Dudenhofen - Die größte Straßenbaustelle Rodgaus liegt mitten im Wald hinter hohen Zäunen und Bäumen: Das Herzstück des Opel-Testzentrums, die 4,8 Kilometer lange Rundbahn, wird für die Zukunft fit gemacht. Von Ekkehard Wolf

Fast neun Millionen Euro investiert der Autohersteller in die Hightech-Strecke.
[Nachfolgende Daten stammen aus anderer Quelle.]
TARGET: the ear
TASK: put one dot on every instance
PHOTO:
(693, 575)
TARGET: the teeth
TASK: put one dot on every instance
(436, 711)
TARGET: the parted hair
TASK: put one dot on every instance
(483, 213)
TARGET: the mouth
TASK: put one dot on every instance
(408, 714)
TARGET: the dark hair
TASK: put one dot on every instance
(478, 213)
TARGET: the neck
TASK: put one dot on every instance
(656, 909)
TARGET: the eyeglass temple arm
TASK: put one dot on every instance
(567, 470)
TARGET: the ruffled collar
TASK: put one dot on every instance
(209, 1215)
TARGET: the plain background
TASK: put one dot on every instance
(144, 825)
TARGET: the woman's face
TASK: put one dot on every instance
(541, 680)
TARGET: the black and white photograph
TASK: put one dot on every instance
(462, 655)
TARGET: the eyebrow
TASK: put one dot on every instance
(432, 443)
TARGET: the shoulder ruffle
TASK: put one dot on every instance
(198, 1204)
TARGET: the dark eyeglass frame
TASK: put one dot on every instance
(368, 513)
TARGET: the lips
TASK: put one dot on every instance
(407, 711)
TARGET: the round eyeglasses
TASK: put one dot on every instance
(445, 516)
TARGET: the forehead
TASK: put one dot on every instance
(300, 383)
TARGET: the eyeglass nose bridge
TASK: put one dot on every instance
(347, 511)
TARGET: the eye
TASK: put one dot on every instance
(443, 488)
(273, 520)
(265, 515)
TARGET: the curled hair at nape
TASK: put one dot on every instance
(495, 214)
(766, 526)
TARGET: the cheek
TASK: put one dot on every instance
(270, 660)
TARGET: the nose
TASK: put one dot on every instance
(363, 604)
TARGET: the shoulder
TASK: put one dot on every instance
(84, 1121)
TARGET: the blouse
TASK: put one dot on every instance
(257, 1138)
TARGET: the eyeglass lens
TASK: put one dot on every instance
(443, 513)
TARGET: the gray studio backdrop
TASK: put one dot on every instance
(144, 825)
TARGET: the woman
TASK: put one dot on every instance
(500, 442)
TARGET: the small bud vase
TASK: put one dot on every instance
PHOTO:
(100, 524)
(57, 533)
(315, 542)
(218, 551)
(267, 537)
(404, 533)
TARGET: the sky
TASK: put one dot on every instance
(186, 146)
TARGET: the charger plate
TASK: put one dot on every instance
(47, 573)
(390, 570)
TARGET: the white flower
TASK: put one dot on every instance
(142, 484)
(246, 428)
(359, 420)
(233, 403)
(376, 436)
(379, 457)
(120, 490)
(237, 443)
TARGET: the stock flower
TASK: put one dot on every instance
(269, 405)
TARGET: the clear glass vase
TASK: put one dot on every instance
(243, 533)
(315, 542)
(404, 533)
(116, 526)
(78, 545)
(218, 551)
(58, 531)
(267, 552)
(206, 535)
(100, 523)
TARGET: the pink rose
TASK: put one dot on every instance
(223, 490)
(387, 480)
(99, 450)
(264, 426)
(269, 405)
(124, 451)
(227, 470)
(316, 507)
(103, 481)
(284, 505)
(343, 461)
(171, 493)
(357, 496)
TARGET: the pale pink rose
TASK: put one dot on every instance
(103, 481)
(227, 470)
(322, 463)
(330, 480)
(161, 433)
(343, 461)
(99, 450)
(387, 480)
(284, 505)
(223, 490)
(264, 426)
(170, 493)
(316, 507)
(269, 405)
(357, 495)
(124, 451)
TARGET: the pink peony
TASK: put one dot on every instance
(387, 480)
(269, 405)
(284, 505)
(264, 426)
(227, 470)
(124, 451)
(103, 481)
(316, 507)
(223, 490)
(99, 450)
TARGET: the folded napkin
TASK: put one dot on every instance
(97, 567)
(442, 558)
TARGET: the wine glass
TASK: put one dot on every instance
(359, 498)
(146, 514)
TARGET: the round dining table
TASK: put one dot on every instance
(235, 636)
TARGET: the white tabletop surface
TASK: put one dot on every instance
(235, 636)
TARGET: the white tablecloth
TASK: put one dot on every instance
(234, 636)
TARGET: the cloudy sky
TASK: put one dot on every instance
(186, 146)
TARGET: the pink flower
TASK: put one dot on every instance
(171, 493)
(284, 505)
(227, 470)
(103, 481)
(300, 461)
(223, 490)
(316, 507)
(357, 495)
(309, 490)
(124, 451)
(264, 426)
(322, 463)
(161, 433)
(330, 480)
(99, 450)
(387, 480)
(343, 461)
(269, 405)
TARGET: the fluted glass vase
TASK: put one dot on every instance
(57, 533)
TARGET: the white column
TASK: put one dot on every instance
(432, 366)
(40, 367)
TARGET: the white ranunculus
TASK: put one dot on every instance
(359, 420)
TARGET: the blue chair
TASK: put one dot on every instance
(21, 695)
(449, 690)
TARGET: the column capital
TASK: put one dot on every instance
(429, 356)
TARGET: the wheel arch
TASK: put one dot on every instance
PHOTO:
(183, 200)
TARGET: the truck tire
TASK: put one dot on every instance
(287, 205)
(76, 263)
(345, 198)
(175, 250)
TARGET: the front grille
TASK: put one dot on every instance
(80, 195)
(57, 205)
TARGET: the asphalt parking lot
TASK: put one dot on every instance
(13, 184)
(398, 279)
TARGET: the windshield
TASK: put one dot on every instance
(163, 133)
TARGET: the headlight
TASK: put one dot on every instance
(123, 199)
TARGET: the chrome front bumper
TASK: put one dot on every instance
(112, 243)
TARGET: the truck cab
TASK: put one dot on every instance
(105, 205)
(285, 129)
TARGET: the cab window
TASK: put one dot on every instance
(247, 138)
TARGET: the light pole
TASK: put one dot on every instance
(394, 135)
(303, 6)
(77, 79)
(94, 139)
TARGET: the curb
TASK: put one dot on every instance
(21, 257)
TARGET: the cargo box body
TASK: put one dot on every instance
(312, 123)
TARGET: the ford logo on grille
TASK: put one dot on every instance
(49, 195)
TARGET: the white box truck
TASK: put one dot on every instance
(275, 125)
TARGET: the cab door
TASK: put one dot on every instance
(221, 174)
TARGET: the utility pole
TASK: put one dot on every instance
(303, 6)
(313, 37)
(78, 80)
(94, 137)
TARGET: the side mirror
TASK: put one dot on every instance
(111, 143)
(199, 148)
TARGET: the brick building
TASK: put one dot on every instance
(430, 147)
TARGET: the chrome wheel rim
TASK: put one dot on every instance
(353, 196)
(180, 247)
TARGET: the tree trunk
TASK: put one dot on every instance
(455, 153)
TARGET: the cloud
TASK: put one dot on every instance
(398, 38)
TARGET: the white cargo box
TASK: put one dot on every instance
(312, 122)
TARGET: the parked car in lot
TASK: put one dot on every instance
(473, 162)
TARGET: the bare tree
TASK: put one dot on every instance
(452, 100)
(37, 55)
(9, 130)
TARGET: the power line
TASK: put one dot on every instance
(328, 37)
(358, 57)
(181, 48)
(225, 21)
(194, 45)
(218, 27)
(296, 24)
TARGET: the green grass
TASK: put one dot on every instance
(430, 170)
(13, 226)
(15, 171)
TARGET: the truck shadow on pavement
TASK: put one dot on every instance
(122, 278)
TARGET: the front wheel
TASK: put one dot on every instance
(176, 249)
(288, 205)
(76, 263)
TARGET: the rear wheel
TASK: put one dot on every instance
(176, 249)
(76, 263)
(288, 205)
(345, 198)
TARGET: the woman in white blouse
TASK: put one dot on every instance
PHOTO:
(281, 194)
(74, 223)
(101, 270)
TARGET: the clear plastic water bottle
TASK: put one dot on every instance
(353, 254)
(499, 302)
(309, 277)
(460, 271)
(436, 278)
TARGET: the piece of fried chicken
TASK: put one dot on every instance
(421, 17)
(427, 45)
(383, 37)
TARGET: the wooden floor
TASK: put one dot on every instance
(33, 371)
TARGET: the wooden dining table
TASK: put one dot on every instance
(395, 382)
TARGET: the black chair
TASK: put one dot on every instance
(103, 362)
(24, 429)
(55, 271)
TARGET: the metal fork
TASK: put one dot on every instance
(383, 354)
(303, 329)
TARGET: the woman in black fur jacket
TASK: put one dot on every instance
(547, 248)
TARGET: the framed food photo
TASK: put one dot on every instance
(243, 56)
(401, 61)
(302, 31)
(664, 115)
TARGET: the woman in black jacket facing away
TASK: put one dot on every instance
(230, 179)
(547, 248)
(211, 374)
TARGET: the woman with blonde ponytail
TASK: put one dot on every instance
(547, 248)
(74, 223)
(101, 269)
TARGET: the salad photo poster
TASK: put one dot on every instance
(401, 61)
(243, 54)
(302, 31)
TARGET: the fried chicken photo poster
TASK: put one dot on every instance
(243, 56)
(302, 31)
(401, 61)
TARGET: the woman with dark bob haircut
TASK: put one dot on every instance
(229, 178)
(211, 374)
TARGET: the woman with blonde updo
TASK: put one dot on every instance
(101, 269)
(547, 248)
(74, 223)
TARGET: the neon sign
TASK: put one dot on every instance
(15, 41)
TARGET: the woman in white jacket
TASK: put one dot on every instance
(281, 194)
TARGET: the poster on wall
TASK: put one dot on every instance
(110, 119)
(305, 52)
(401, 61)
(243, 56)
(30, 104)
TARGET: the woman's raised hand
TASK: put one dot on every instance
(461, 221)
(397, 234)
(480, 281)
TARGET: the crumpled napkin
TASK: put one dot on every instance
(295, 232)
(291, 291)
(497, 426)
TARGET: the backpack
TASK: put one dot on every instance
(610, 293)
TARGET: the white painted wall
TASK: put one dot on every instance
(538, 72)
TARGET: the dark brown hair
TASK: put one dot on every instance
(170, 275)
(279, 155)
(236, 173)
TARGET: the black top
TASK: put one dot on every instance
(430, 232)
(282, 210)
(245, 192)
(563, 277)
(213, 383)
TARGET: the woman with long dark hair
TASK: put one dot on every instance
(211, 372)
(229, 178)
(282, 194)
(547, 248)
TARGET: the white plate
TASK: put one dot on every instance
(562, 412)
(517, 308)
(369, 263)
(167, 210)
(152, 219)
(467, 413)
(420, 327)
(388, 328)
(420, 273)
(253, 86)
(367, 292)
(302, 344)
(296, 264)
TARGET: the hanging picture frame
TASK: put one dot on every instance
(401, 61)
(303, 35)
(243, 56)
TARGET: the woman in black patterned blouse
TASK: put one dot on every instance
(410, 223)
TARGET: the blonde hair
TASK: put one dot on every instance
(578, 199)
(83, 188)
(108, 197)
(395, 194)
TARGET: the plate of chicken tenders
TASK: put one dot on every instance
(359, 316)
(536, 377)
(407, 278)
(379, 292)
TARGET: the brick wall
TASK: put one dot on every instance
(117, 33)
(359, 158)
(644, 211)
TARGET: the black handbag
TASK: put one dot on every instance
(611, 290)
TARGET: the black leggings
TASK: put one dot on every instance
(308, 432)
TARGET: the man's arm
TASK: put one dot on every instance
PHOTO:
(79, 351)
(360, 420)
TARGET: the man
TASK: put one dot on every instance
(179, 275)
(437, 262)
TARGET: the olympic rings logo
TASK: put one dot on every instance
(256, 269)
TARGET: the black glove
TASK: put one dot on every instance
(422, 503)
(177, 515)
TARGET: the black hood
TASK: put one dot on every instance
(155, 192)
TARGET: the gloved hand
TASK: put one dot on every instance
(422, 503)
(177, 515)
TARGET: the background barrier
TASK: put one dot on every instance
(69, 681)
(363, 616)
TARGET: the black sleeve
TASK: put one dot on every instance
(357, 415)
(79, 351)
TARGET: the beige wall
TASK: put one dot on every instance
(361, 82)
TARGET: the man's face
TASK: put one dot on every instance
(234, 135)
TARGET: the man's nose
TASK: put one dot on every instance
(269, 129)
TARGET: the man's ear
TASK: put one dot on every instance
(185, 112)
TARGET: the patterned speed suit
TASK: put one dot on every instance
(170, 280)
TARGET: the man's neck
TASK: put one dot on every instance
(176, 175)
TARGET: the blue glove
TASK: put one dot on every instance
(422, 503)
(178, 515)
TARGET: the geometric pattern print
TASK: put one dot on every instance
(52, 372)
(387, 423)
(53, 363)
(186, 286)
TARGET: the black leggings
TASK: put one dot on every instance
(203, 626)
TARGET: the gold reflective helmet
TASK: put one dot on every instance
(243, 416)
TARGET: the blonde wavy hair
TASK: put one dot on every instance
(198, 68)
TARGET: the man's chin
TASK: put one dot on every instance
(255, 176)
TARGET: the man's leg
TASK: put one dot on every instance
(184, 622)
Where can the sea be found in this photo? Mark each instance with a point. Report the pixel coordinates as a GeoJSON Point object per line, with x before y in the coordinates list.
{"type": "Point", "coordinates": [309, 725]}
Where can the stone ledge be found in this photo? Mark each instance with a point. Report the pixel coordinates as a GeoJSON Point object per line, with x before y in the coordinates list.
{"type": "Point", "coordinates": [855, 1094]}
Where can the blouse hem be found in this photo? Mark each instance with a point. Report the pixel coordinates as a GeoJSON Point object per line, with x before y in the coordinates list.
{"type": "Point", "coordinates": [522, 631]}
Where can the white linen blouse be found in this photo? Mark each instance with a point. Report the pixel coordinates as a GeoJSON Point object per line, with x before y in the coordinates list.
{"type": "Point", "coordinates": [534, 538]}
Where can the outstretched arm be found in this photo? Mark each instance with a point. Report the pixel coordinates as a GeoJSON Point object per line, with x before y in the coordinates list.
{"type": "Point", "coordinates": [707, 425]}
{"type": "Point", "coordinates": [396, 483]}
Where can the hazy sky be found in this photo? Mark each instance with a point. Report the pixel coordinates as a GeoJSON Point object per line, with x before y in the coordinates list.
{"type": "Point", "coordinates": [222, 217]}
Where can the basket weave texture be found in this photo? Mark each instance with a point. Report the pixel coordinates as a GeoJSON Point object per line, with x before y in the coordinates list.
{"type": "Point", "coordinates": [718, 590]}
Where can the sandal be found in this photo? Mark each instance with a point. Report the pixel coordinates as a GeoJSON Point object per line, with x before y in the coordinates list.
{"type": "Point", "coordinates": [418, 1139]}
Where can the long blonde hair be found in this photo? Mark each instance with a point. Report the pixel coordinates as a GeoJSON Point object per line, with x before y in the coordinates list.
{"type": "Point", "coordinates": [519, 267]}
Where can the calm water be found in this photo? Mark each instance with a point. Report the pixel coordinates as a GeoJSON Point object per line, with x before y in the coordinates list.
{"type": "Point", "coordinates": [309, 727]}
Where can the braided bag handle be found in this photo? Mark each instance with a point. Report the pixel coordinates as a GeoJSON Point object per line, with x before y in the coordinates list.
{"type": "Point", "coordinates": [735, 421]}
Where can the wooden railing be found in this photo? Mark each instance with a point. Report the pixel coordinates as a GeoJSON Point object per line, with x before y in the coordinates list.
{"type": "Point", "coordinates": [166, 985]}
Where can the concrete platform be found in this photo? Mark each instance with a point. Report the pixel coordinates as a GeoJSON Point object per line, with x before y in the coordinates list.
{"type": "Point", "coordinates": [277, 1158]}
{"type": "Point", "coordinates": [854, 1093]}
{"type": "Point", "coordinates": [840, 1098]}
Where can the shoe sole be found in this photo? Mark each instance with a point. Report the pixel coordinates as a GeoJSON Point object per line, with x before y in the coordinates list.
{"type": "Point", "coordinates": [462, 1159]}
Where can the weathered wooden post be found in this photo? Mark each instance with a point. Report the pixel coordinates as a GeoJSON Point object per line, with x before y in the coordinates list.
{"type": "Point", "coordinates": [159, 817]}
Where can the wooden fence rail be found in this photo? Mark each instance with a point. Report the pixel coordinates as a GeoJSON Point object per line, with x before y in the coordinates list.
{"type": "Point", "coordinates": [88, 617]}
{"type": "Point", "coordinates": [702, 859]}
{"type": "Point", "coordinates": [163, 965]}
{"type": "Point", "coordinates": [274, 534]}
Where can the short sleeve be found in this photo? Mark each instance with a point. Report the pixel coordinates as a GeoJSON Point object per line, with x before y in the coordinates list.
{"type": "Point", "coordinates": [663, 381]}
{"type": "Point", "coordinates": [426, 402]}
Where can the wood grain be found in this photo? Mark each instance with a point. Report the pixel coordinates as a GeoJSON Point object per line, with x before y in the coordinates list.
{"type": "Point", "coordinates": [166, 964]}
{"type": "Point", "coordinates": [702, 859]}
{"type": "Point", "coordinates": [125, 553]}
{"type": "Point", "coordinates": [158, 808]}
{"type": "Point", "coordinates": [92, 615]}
Mit jeder Menge Messtechnik wird die Fahrbahn aufgerüstet. „Der Asphalt wird intelligent“, sagt Dr. Matthias Schollmaier, der Leiter des Testzentrums. Antennen erfassen, wer wo wie schnell fährt. Sensoren messen Bodentemperatur, Salzgehalt, Eisdicke und Schneeflockengröße, um den Winterdienst zu optimieren. Auch Wetterdaten werden erfasst: Temperatur, Wind, Luftfeuchtigkeit und Niederschläge. Für die Testingenieure sind diese Angaben wichtig. Aus der Datenbank können sie die Umweltbedingungen zu jedem beliebigen Zeitpunkt abfragen.

Fahrbahnwellen sind nur im Millimeterbereich erlaubt

Die Fahrbahn muss fast Laborqualität aufweisen, damit die Testergebnisse verlässlich sind. Der Asphalt ist extrem glatt und gleichmäßig, Fahrbahnwellen sind nur im Millimeterbereich erlaubt. Der Rollwiderstand („Grip“) muss überall gleich sein. Deshalb gelten strenge Anforderungen fürs Material. Alle Steinchen im Asphalt stammen aus demselben Steinbruch im Rheingau. Neben ihrer Größe und dem Staubanteil sind sogar die Bruchkanten vorgeschrieben. „Das ist eine Mischung, die im normalen Straßenbau nicht erreichbar wäre“, so Schollmaier. „Wir bekommen die beste Asphaltqualität, die die Firma Strabag bisher eingebaut hat.“

Als Berater hat Opel eine weltweit anerkannte Asphalt-Koryphäe engagiert: Dr. Rainer Hart (Neuwied) ist seit 1996 am Bau fast aller Formel-1-Rennstrecken beteiligt.

Spezialisten ihres Fachs sind auch die Straßenbauer. Mit einem Brückenfertiger asphaltieren sie die gekrümmte Fahrbahn ohne störende Nähte. Von diesen Spezialmaschinen gibt es weltweit nur drei Exemplare.

„Wir machen die Kurve steiler“

Das ratternde Ungetüm wird von einer feinfühligen Elektronik gesteuert. Es orientiert sich an einer Metallschiene am Fahrbahnrand, die millimetergenau verlegt ist. 1,5 Meter pro Minute legt der Brückenfertiger zurück. Am Tag schafft er bis zu 600 Meter und verbraucht bis zu 1 000 Tonnen Asphalt. Zum Transport vom Mischwerk in Langen sind mehr als 50 große Mischfahrzeuge nötig.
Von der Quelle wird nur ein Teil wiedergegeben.